Minestra somala: Formaggio, guerriglia, Turchia e servizi segreti

L’accusa di corruzione è la via più facile per liberarsi degli avversari politici. Lo sanno anche in Africa, dove il presidente della Repubblica federale di Somalia Mohamed Abdullahi Mohamed, detto Farmajo (storpiatura dell’italiano “formaggio”) ha sospeso il primo ministro Mohamed Hussein Roble accusandolo per l’appunto di corruzione in merito alle acquisizioni di alcuni terreni. Ovviamente, come sanno anche in Italia, l’accusa è stata tirata fuori nel tentativo da parte di Formaggio di mettere a tacere i “malumori” nei propri confronti. Non soltanto si è prorogato l’incarico di due anni (golpe strisciante) quanto e soprattutto briga più o meno apertamente per sabotare le consultazioni elettorali. Ciò che succede anche in Italia ma se accusiamo qualcuno di golpe strisciante finiamo in galera (a meno che l’accusa non sia appoggiata dai media di regime per fregare qualcuno diventato scomodo).

Nella Repubblica federale di Somalia i contrasti politici – che pure sono il sale della democrazia – si sommano alla guerriglia in corso, per cui un ruolo di primo piano lo svolgono quei cattivoni di militari (senza fiori nei fucili).
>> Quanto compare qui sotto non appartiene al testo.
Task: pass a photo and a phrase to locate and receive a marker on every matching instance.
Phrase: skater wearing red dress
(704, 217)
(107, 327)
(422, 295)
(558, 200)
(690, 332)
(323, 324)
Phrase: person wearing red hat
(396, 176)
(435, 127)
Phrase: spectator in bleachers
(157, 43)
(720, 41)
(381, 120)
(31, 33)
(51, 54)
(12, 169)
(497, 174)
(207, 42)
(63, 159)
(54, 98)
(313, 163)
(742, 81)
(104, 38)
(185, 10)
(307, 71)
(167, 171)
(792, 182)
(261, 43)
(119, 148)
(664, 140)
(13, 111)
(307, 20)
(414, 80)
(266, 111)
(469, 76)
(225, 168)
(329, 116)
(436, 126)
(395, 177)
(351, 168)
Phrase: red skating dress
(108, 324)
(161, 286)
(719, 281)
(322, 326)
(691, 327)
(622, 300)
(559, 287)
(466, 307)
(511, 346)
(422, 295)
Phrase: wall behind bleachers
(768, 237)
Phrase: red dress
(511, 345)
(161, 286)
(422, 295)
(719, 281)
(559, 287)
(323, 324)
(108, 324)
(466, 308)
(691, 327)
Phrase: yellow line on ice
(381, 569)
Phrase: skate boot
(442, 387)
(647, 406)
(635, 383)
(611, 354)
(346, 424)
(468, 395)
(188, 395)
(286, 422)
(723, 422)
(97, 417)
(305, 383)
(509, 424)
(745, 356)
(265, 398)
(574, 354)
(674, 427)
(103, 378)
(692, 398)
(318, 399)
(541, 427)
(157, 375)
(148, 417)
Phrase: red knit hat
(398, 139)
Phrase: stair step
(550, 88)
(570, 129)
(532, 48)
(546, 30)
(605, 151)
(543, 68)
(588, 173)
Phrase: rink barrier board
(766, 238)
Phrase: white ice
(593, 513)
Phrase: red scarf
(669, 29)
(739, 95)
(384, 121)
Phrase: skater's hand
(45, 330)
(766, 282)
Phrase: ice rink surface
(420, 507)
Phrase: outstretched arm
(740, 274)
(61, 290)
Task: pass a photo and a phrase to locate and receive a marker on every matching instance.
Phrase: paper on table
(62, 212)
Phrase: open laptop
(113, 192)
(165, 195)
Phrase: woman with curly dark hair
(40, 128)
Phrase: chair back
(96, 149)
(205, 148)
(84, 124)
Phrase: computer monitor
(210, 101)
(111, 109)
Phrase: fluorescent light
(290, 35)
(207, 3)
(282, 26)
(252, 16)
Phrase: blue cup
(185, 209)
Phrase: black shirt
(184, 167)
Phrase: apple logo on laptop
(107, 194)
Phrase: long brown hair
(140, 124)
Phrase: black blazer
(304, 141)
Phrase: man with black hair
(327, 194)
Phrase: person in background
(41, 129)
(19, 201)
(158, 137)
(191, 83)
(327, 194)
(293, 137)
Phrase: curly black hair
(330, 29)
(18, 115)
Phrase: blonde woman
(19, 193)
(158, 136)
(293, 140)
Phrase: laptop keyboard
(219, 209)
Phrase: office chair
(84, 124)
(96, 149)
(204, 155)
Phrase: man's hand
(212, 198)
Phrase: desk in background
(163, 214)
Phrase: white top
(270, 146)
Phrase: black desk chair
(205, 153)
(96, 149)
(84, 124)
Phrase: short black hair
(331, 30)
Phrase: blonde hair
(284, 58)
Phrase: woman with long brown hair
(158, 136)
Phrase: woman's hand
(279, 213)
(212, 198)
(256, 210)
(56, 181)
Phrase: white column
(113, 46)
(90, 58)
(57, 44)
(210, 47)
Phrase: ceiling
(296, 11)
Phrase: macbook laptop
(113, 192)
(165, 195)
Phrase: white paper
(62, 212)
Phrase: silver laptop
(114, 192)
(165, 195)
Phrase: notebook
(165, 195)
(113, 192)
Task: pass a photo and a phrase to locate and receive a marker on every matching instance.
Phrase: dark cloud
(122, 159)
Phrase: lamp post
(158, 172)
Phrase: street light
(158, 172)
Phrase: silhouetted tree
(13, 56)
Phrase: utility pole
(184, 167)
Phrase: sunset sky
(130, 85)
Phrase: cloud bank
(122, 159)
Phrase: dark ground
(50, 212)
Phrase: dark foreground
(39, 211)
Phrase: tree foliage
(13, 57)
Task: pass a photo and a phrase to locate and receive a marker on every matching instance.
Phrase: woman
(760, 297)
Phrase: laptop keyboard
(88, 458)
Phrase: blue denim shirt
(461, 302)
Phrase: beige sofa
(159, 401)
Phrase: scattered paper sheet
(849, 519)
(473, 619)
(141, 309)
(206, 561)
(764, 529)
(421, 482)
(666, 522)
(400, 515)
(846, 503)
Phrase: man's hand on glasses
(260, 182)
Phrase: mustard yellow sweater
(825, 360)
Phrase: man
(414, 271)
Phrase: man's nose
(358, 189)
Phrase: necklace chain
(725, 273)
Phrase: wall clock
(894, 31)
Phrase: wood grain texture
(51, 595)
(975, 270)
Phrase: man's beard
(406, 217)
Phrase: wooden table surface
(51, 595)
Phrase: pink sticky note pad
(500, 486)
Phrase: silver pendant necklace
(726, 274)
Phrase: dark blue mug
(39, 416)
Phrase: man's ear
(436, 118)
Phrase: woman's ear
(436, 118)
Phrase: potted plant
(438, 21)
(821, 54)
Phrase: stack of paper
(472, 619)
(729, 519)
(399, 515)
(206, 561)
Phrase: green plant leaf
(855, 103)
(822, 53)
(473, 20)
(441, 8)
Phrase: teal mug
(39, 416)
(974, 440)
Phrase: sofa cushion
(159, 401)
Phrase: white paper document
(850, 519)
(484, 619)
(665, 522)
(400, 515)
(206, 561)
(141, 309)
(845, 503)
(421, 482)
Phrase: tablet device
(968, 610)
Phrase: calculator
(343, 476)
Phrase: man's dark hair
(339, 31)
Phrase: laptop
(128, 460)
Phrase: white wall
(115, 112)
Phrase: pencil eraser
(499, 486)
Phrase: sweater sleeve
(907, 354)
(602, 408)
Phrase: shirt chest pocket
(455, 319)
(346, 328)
La reazione del primo ministro Roble è stata di ordinare ai cattivoni di obbedire soltanto a lui. Le accuse di golpe si sprecano da ambo le parti: carri armati per le strade a difesa del palazzo presidenziale, il ministro della Sicurezza Abdullahi Mohamed Nur che promette punizioni severe contro i golpisti, gruppi di civili che bloccano l’accesso agli uffici di Roble e una ridda di voci riportate da corrispondenti (molti non sono nemmeno sul posto). Cosa stia succedendo realmente, lo si saprà soltanto contando i morti. L’accusa di corruzione ha colpito anche il generale comandante delle forze navali Abdihamid Mohamed Dirir e ciò denuncia la lotta interna in corso fra i vertici militari.
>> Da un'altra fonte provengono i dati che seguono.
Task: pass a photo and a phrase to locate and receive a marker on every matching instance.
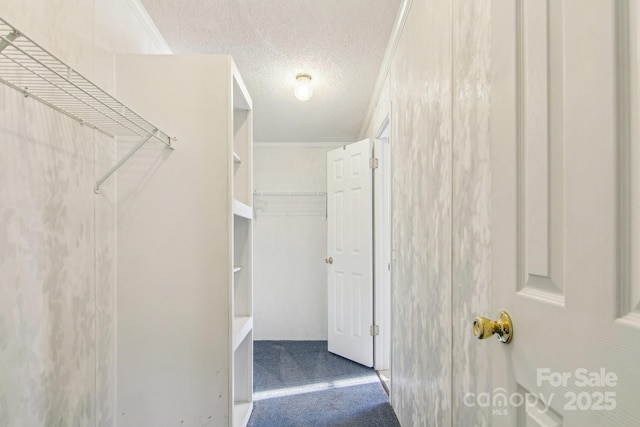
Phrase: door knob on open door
(503, 328)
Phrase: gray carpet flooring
(301, 384)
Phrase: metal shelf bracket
(30, 69)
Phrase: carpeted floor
(301, 384)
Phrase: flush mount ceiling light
(303, 90)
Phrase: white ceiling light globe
(303, 90)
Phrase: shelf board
(240, 209)
(241, 413)
(241, 327)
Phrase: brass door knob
(483, 328)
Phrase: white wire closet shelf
(30, 69)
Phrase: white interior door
(565, 213)
(349, 252)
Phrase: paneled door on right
(566, 212)
(350, 252)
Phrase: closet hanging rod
(290, 193)
(32, 70)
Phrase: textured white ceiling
(341, 43)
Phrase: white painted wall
(290, 276)
(57, 237)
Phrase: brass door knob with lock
(483, 328)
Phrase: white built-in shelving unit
(242, 263)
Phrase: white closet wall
(57, 237)
(290, 240)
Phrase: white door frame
(382, 246)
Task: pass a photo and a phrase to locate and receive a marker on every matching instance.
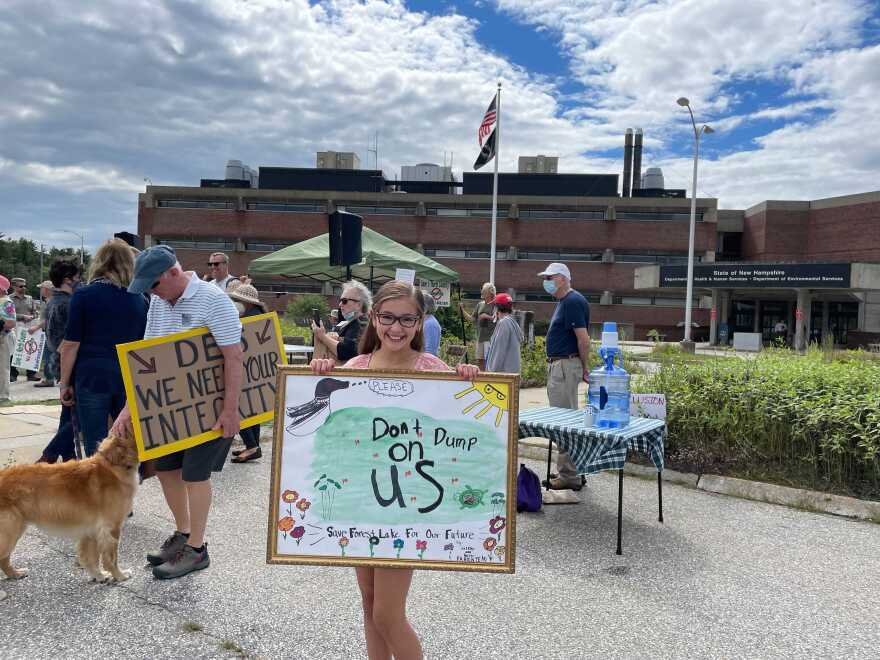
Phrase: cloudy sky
(99, 94)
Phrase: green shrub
(299, 310)
(799, 419)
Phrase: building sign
(758, 276)
(175, 384)
(400, 469)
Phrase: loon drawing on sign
(415, 471)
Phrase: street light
(686, 344)
(82, 248)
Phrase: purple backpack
(528, 490)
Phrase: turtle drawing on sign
(491, 395)
(470, 498)
(307, 417)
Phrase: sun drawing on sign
(492, 395)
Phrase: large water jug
(608, 394)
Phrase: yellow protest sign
(175, 384)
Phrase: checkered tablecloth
(593, 449)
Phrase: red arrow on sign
(148, 367)
(263, 337)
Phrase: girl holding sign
(394, 339)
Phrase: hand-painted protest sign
(439, 291)
(401, 469)
(648, 405)
(28, 348)
(175, 384)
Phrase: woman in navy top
(102, 315)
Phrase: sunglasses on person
(406, 321)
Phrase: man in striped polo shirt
(182, 301)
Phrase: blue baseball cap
(149, 266)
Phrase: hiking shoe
(187, 560)
(559, 483)
(170, 547)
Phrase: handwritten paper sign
(404, 469)
(648, 405)
(27, 349)
(175, 384)
(439, 291)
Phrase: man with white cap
(182, 301)
(568, 349)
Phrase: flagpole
(495, 185)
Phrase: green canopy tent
(381, 258)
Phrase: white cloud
(95, 100)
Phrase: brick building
(604, 240)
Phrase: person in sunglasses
(394, 339)
(354, 308)
(219, 265)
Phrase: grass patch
(806, 421)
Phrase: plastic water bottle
(608, 394)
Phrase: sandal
(256, 453)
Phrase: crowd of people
(128, 296)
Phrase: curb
(798, 498)
(811, 500)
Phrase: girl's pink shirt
(425, 362)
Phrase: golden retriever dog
(86, 500)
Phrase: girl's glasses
(406, 321)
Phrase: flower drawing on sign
(496, 525)
(285, 525)
(491, 395)
(298, 533)
(471, 498)
(327, 487)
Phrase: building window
(561, 214)
(217, 244)
(378, 210)
(657, 216)
(196, 204)
(287, 207)
(463, 253)
(653, 257)
(286, 287)
(548, 254)
(263, 246)
(466, 213)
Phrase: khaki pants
(563, 378)
(5, 357)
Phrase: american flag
(488, 121)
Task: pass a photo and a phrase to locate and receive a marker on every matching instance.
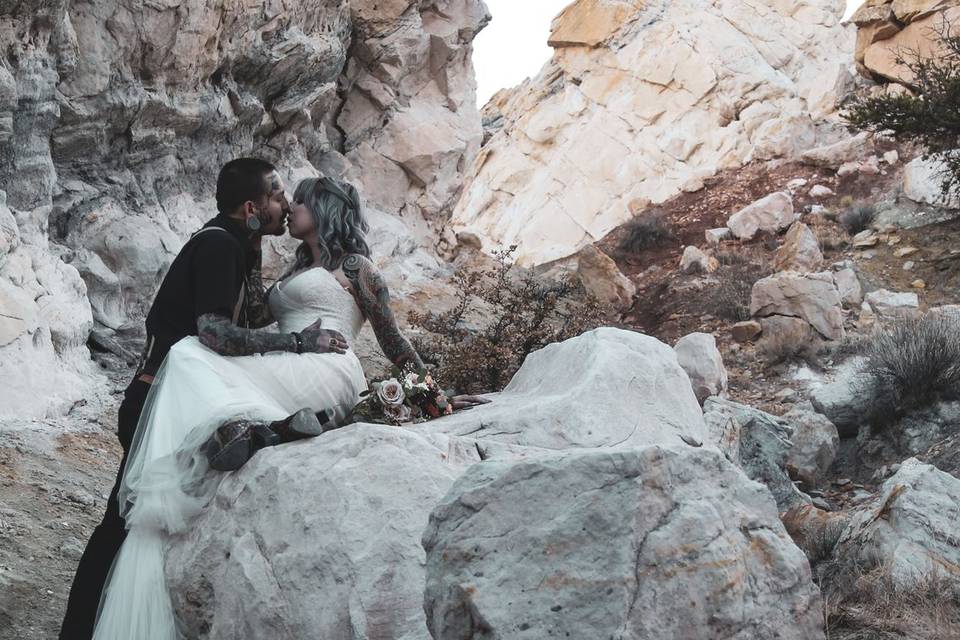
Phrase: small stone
(820, 503)
(696, 261)
(716, 236)
(746, 331)
(848, 168)
(864, 239)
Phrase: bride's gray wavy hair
(341, 226)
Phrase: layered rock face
(642, 100)
(115, 116)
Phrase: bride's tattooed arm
(220, 334)
(373, 297)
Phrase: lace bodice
(300, 300)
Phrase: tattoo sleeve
(220, 334)
(258, 311)
(374, 300)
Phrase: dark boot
(233, 443)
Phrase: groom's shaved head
(241, 180)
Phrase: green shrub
(930, 117)
(913, 363)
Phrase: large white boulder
(658, 542)
(812, 297)
(800, 251)
(833, 155)
(759, 443)
(698, 355)
(605, 388)
(642, 101)
(891, 305)
(318, 539)
(922, 182)
(324, 534)
(771, 214)
(813, 447)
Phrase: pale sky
(514, 45)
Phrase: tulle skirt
(167, 481)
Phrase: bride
(207, 412)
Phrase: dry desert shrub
(857, 218)
(789, 345)
(502, 315)
(647, 231)
(868, 605)
(729, 298)
(829, 237)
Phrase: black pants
(107, 537)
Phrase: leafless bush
(789, 345)
(913, 363)
(729, 298)
(501, 316)
(829, 238)
(857, 218)
(647, 231)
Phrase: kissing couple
(214, 385)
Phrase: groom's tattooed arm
(258, 311)
(373, 297)
(220, 334)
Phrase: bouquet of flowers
(408, 396)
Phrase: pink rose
(400, 413)
(391, 393)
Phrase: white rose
(391, 393)
(400, 413)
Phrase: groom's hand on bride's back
(316, 339)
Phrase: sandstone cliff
(645, 99)
(115, 116)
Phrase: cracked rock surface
(657, 542)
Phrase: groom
(212, 290)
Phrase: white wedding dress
(167, 482)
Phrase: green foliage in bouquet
(930, 116)
(501, 316)
(407, 396)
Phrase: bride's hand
(467, 402)
(319, 340)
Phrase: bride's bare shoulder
(355, 265)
All’estero, intanto, il governo Usa e la commissione dell’Unione africana hanno invitato alla moderazione chiedendo che riprenda il dialogo tra il presidente e il primo ministro (cosa nasconda questo bla-bla, non lo sappiamo) e il ministro degli Esteri turco Mevlut Cavusoglu ha avuto una lunga telefonata con il suo omologo somalo Mohamed Abdirizak Mohamud (motivo ufficiale: le relazioni bilaterali).

La bandiera di Al-Shabaab

Sul fronte della guerriglia si registrano scontri tra l’esercito (Somali National Army – SNA) e i guerriglieri di Al-Shabaab (“i Giovani”) cioè il Movimento di Resistenza Popolare nella Terra delle Due Migrazioni. L’agenzia dei militari SONNA (Somali National News Agency) ha dato la notizia di nove guerriglieri uccisi, mentre Al-Shabaab ha fatto sapere di aver ucciso 4 militari e di averne feriti tre. Nel frattempo la NISA (National Intelligence and Security Agency) ha risposto alla lettera con la quale il ministro della Sicurezza Nur chiedeva aggiornamenti sulle condizioni dello sceicco Mukhtar Robow Ali, conosciuto con il suo alias Mukhtar Robow Abu Mansoor, vice emiro e portavoce di Al-Shabaab arrestato due anni fa.

«Spendiamo 7.000 dollari al mese per gestire la vita di Mukhtar Robow Ali e il benessere della sua famiglia»: ha dichiarato il direttore ad interim della NISA Yasin Abdullahi Mohamud, alias Yasin Farey.

Va ricordato che Mukhtar Robow Ali disertò alla fine del 2019 dopo essersi scontrato con gli altri leader di Al-Shabaab.